お店の名前は飲食店の「看板」にもなりますので,どういった名前にするかは頭を使うところだと思います。
せっかく知恵を絞って店名を付けたのに、似たような業態のお店で勝手に自社と類似の店名などを使いサービス提供がされている、といった場合もありえます。
他方で例えばラーメン店にありがちな名前を付けてしまうと、同じような名前の店舗から使用の差し止めや損害賠償などの請求をされる可能性があります。そのため、お店やそこで扱う商品などについて他店の権利を侵害することがないか気を付ける必要があります。
そういったことを防ぐには・また実際にそういった被害にあった場合はどうすればよいでしょうか。
店名を商標登録するにあたっての注意点は?
店名を商標登録しようとして出願をするときに、指定する商品・役務を定める必要がありますが、これはどういった形態で商品を提供するかによって異なってきます。提供する商品がラーメンであればその場で消費するものですので、それ以上に商品名まで登録、ということにはならないと思います。

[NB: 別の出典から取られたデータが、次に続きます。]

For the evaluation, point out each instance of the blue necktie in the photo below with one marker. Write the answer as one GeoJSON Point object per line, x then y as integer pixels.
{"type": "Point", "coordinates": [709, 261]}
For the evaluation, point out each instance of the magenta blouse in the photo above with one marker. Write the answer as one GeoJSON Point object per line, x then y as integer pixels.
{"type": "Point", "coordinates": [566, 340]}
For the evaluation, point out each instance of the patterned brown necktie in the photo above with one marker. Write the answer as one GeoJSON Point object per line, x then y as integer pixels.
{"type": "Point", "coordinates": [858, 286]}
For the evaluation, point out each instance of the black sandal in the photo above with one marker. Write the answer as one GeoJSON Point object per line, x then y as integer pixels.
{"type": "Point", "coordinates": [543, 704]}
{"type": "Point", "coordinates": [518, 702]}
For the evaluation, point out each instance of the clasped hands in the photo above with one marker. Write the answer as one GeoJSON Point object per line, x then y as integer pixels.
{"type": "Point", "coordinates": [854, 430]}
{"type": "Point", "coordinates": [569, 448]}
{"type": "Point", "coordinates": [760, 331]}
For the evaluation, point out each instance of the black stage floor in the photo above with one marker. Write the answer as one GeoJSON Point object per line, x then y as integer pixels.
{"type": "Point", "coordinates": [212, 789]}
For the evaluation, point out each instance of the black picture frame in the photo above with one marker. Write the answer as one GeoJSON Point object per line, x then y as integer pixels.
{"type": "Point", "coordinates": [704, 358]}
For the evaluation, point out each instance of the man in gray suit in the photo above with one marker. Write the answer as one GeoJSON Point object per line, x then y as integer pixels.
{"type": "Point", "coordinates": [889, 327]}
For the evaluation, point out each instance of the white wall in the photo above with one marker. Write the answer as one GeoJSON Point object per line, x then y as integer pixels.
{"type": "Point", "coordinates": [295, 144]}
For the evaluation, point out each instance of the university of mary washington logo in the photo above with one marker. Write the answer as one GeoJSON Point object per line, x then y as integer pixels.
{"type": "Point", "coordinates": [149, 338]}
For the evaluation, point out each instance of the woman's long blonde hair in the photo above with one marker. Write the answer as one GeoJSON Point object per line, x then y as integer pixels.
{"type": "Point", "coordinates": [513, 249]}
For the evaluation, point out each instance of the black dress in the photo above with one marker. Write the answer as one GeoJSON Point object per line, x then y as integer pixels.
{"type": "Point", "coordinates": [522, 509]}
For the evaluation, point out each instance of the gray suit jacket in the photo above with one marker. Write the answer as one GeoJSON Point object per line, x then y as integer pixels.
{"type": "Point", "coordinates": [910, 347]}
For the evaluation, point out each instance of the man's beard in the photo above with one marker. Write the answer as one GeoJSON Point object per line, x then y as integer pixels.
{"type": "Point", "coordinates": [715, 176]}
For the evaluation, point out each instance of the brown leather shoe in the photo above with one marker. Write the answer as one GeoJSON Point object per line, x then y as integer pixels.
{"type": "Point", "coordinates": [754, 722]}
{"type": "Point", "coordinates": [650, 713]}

しかし、提供する商品がパンや菓子といった、持ち帰りをする商品の場合には,商品の名称自体の登録,包装紙に店舗名を記載するなら小売店舗での登録、それ以外の商品も扱う予定であればそれらの商品を指定するなどの対応が必要になりえます。また,ウェブサイトを利用した通信販売も行うのであれば,それも視野に入れた対応策を取らなければなりません。

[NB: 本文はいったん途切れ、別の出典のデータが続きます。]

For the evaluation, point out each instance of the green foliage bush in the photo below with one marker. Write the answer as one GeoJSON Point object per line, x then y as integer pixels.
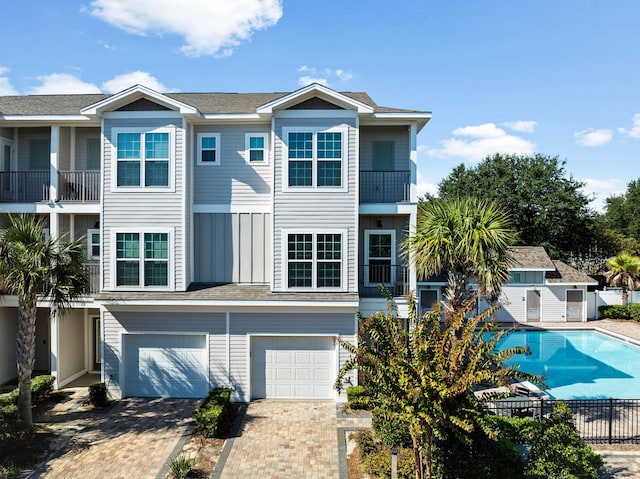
{"type": "Point", "coordinates": [41, 387]}
{"type": "Point", "coordinates": [209, 416]}
{"type": "Point", "coordinates": [358, 397]}
{"type": "Point", "coordinates": [98, 394]}
{"type": "Point", "coordinates": [392, 432]}
{"type": "Point", "coordinates": [560, 452]}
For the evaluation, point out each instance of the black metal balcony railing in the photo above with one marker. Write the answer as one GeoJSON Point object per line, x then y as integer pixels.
{"type": "Point", "coordinates": [94, 278]}
{"type": "Point", "coordinates": [81, 186]}
{"type": "Point", "coordinates": [394, 277]}
{"type": "Point", "coordinates": [24, 186]}
{"type": "Point", "coordinates": [385, 186]}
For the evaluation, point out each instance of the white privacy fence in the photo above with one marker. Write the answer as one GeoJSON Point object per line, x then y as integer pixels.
{"type": "Point", "coordinates": [596, 299]}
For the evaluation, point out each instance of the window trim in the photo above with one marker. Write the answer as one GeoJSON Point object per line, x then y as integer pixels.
{"type": "Point", "coordinates": [170, 259]}
{"type": "Point", "coordinates": [367, 258]}
{"type": "Point", "coordinates": [314, 262]}
{"type": "Point", "coordinates": [247, 147]}
{"type": "Point", "coordinates": [199, 149]}
{"type": "Point", "coordinates": [343, 130]}
{"type": "Point", "coordinates": [90, 245]}
{"type": "Point", "coordinates": [170, 187]}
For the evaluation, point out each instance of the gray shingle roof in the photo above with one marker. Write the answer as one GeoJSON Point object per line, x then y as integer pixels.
{"type": "Point", "coordinates": [204, 102]}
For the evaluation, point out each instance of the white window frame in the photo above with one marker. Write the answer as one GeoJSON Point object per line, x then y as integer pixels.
{"type": "Point", "coordinates": [90, 245]}
{"type": "Point", "coordinates": [367, 259]}
{"type": "Point", "coordinates": [247, 152]}
{"type": "Point", "coordinates": [170, 260]}
{"type": "Point", "coordinates": [199, 149]}
{"type": "Point", "coordinates": [314, 262]}
{"type": "Point", "coordinates": [141, 187]}
{"type": "Point", "coordinates": [344, 131]}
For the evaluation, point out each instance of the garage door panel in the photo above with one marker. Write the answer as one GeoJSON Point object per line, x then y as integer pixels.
{"type": "Point", "coordinates": [166, 366]}
{"type": "Point", "coordinates": [292, 367]}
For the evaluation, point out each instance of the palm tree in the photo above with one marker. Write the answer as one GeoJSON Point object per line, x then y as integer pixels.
{"type": "Point", "coordinates": [468, 239]}
{"type": "Point", "coordinates": [37, 269]}
{"type": "Point", "coordinates": [623, 271]}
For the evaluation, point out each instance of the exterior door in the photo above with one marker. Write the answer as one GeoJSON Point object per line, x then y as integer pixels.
{"type": "Point", "coordinates": [575, 304]}
{"type": "Point", "coordinates": [533, 305]}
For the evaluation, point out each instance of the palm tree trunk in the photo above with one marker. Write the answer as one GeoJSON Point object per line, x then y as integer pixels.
{"type": "Point", "coordinates": [26, 355]}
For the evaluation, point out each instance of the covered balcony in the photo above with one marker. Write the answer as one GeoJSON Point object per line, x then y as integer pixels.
{"type": "Point", "coordinates": [385, 186]}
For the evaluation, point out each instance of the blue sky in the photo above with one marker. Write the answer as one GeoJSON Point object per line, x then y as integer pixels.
{"type": "Point", "coordinates": [555, 77]}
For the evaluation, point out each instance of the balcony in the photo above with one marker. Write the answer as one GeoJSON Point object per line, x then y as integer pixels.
{"type": "Point", "coordinates": [394, 277]}
{"type": "Point", "coordinates": [33, 186]}
{"type": "Point", "coordinates": [385, 186]}
{"type": "Point", "coordinates": [80, 186]}
{"type": "Point", "coordinates": [24, 186]}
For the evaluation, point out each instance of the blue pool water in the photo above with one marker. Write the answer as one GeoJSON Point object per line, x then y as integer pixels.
{"type": "Point", "coordinates": [579, 364]}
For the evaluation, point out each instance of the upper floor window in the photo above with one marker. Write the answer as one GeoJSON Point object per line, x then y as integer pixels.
{"type": "Point", "coordinates": [256, 147]}
{"type": "Point", "coordinates": [208, 148]}
{"type": "Point", "coordinates": [142, 259]}
{"type": "Point", "coordinates": [315, 159]}
{"type": "Point", "coordinates": [314, 260]}
{"type": "Point", "coordinates": [143, 158]}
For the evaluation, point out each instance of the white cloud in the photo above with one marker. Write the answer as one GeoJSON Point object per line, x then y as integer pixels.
{"type": "Point", "coordinates": [62, 83]}
{"type": "Point", "coordinates": [634, 132]}
{"type": "Point", "coordinates": [523, 126]}
{"type": "Point", "coordinates": [6, 88]}
{"type": "Point", "coordinates": [126, 80]}
{"type": "Point", "coordinates": [207, 27]}
{"type": "Point", "coordinates": [600, 190]}
{"type": "Point", "coordinates": [592, 137]}
{"type": "Point", "coordinates": [485, 140]}
{"type": "Point", "coordinates": [313, 75]}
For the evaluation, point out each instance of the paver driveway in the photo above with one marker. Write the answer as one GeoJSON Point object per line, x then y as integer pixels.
{"type": "Point", "coordinates": [285, 439]}
{"type": "Point", "coordinates": [134, 439]}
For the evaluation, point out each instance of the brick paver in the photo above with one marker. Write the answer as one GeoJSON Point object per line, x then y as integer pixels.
{"type": "Point", "coordinates": [285, 439]}
{"type": "Point", "coordinates": [134, 438]}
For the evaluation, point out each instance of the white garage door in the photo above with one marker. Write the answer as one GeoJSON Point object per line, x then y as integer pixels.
{"type": "Point", "coordinates": [158, 365]}
{"type": "Point", "coordinates": [292, 367]}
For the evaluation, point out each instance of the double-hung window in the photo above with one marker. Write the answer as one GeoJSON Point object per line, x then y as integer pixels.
{"type": "Point", "coordinates": [208, 148]}
{"type": "Point", "coordinates": [256, 147]}
{"type": "Point", "coordinates": [315, 159]}
{"type": "Point", "coordinates": [143, 158]}
{"type": "Point", "coordinates": [314, 260]}
{"type": "Point", "coordinates": [142, 259]}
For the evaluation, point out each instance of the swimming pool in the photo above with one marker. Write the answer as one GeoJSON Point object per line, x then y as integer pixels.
{"type": "Point", "coordinates": [579, 364]}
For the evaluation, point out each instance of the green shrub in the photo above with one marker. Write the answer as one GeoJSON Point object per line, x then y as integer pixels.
{"type": "Point", "coordinates": [210, 416]}
{"type": "Point", "coordinates": [560, 452]}
{"type": "Point", "coordinates": [378, 464]}
{"type": "Point", "coordinates": [41, 387]}
{"type": "Point", "coordinates": [614, 311]}
{"type": "Point", "coordinates": [98, 394]}
{"type": "Point", "coordinates": [181, 467]}
{"type": "Point", "coordinates": [358, 397]}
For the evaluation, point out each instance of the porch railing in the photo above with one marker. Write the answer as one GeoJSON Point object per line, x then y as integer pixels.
{"type": "Point", "coordinates": [81, 186]}
{"type": "Point", "coordinates": [385, 186]}
{"type": "Point", "coordinates": [597, 420]}
{"type": "Point", "coordinates": [24, 186]}
{"type": "Point", "coordinates": [394, 277]}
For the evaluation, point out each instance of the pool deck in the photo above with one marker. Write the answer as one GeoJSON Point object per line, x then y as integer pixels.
{"type": "Point", "coordinates": [627, 328]}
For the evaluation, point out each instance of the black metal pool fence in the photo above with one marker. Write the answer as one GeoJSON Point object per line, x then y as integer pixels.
{"type": "Point", "coordinates": [599, 421]}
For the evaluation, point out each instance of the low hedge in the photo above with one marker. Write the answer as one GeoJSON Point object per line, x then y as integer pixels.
{"type": "Point", "coordinates": [210, 416]}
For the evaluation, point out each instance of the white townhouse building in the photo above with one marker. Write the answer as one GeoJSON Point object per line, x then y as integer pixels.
{"type": "Point", "coordinates": [232, 237]}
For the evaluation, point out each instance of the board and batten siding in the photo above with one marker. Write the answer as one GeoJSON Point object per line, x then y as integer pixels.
{"type": "Point", "coordinates": [234, 181]}
{"type": "Point", "coordinates": [117, 323]}
{"type": "Point", "coordinates": [232, 247]}
{"type": "Point", "coordinates": [279, 324]}
{"type": "Point", "coordinates": [401, 148]}
{"type": "Point", "coordinates": [144, 209]}
{"type": "Point", "coordinates": [318, 210]}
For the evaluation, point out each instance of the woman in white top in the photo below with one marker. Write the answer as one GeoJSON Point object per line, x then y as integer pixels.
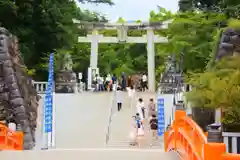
{"type": "Point", "coordinates": [119, 98]}
{"type": "Point", "coordinates": [131, 95]}
{"type": "Point", "coordinates": [141, 108]}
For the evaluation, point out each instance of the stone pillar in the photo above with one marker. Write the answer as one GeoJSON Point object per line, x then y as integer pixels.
{"type": "Point", "coordinates": [94, 50]}
{"type": "Point", "coordinates": [151, 60]}
{"type": "Point", "coordinates": [93, 57]}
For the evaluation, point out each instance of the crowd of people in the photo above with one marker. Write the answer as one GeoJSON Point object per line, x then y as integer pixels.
{"type": "Point", "coordinates": [110, 82]}
{"type": "Point", "coordinates": [144, 120]}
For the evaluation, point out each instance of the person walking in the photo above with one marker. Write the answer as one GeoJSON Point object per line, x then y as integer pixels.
{"type": "Point", "coordinates": [144, 83]}
{"type": "Point", "coordinates": [153, 123]}
{"type": "Point", "coordinates": [151, 108]}
{"type": "Point", "coordinates": [133, 132]}
{"type": "Point", "coordinates": [119, 98]}
{"type": "Point", "coordinates": [141, 108]}
{"type": "Point", "coordinates": [124, 81]}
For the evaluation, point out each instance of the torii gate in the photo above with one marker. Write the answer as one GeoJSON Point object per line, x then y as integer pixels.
{"type": "Point", "coordinates": [123, 37]}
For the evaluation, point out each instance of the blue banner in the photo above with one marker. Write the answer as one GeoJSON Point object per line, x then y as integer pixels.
{"type": "Point", "coordinates": [161, 119]}
{"type": "Point", "coordinates": [48, 103]}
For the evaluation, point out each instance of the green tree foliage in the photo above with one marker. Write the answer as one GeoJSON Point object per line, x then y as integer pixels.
{"type": "Point", "coordinates": [219, 88]}
{"type": "Point", "coordinates": [43, 26]}
{"type": "Point", "coordinates": [229, 7]}
{"type": "Point", "coordinates": [190, 33]}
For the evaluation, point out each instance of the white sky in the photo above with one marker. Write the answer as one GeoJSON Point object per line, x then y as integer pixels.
{"type": "Point", "coordinates": [131, 9]}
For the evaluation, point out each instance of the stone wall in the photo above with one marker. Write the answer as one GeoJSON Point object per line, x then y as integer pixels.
{"type": "Point", "coordinates": [18, 97]}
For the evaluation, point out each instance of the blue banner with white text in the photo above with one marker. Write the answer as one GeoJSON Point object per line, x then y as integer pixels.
{"type": "Point", "coordinates": [48, 104]}
{"type": "Point", "coordinates": [161, 119]}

商標登録の場合は,適切な商品・役務の指定をしていないと、同一または類似の名称を使用されていても,事業形態による指定内容によっては,お互いに類似しない商品・役務とされてしまい,商標権を根拠とした差し止め請求や損害賠償請求ができないことがありますので,注意が必要です。

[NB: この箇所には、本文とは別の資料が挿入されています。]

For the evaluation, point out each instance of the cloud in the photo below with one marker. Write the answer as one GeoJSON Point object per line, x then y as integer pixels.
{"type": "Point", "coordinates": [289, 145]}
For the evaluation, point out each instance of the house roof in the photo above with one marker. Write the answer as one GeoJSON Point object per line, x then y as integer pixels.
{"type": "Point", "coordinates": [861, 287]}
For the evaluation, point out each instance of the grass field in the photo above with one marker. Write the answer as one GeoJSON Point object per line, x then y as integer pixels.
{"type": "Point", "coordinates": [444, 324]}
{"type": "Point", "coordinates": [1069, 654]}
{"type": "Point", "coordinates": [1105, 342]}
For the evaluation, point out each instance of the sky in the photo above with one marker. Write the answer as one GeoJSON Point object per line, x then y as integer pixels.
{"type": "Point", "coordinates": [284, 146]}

商標登録されていない場合でも差し止め・損害賠償請求されることも
商標法上の保護が与えられるのは,前述のような特許庁への登録商標に限られますが,中でも登録の際に指定した指定商品・役務と同一または類似の範囲に限られます。
そのため,実際のところ商標法上の保護があるといえるかが微妙であるけれども,その標章(店名など)が一般に広く知られていて著名であるなどといった場合には、商品や営業の混同のおそれがあり,それにより損害発生のおそれがあるなどとして、不正競争防止法上の請求をすることが可能です。
ただ、裁判例では全国的に知名度がありながらも,商標権を保有していない場合には、特定地域だけで周知しているにすぎなくても、実際に商標を保有している側からの不正競争防止法違反の主張の方が認められているケースもあります。
そのため,新規に開店する場合は、店名や商品名が商標登録されているかどうか実際にきちんと確認をしてから使用する方が無難といえるでしょう。
まとめ
このように商標登録の有無を問わず,一定の場合には不正競争防止法違反を根拠とした差止め・損害賠償請求も可能ですが,その場合には商品や営業の混同のおそれがある等,不正競争防止法違反を主張する上での要件を満たす必要があります。
また,商標権を有する店等と争いになった場合には,全国的に知名度があっても負けてしまうこともありえますので,できれば商標登録をしておくのが無難です。また,お店で商品を扱う場合には,どこまで商標登録しておくか,商品,役務の指定の仕方等にも気を配り、せっかく商標登録しても侵害があったときに対策が有効に取れない,ということがないようにしましょう。